The TH and TL registers and certain bits (THF, TLF, , POL and 1SHOT) in the status/configuration register are stored in the non-volatile EEPROM memory, so these will retain data when the device is powered down. This allows the registers to be pre-programmed when the DS1821 is to be used as standalone thermostat.
Writing to these non-volatile registers can take up to 10 ms. To avoid data corruption, no write action to the nonvolatile memory should be initiated while a write to the non-volatile memory is in progress. Non-volatile write status can be monitored by reading the NVB bit in the status/configuration register: If NVB=1, a write to EEPROM memory is in progress. If NVB=0, the non-volatile memory is in idle state.
Fig. 1 shows the circuit of the temperature controller using Dallas DS1821 temperature sensor. Microcontroller AT89S8252 is interfaced to DS1821 temperature sensor, three 7-segment displays and relay RL1. Port P1 of IC1 is used to output the data on the segment display. Port pins P1.0 through P1.3 and port pins P1.4 through P1.7 are connected to IC3 and IC2, respectively. ICs CD4511 (IC3 and IC2) receive the BCD data and provide the compatible code for 7-segment displays DIS2 and DIS3.
Port pins P3.4 and P3.5 are used for ‘b,’ ‘c’ and ‘g’ segments of DIS4 through buffers N1, N2 and N3, respectively. Segments ‘b’ and ‘c’ become active when temperature exceeds 99°C. Segment ‘g’ becomes active when temperature goes below 0°C. This indicates ‘–’ sign for negative temperature.
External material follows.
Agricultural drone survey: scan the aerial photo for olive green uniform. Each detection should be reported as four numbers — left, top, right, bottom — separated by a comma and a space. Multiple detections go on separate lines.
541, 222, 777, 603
DIS1 is used in reverse direction for indication of °C. Segments ‘a,’ ‘b,’ ‘g’ and ‘dp’ (decimal point) are made permanently high with resistors R19 through R22 to indicate °C.
Port pins P3.1 through P3.3 of IC1 are connected to S2, S3 and S4 switches for ‘up,’ ‘down’ and ‘display’ respectively. These pins are pulled high through a 10-kilo-ohm resistor. Switches S1 through S3 are used for setting/changing the temperature. When the set temperature is exceeded, the relay connected to port pin 3.7 through a transistor is latched on. Switch S1 is used as a reset switch. Power-‘on’ reset is achieved by capacitor C3 and resistor R4.
Port pin P3.0 of IC1 receives the data from temperature sensor DS1821. Pin 17 (P3.7) of IC1 is connected to the base of transistor T1 through buffer N4. The signal from port pin P3.7 drives relay RL1. Diode D1 is used as a free-wheeling diode and LED2 is used for relay-‘on’ indication. The device is connected through contacts of RL1. Resistors R5 through R22 and R26 through R28 limit the current through the 7-segment display. A 12MHz crystal is used for microcontroller clock.
Fig. 2 shows the circuit of power supply. The AC mains is stepped down by transformer X1 to deliver a secondary output of 7.5V at 300 mA. The transformer output is rectified by a full-wave bridge rectifier comprising diodes D2 through D5, filtered by capacitor C1 and regulated by IC6. Capacitor C2 bypasses any ripple present in the regulated output. Regulated 5V is used for circuit operation and unregulated 6V is used for the relay.
An actual-size, single-side PCB for temperature controller (Fig. 1) including its power supply (Fig. 2) is shown in Fig. 3 (View as PDF) and its component layout in Fig. 4 (View as PDF).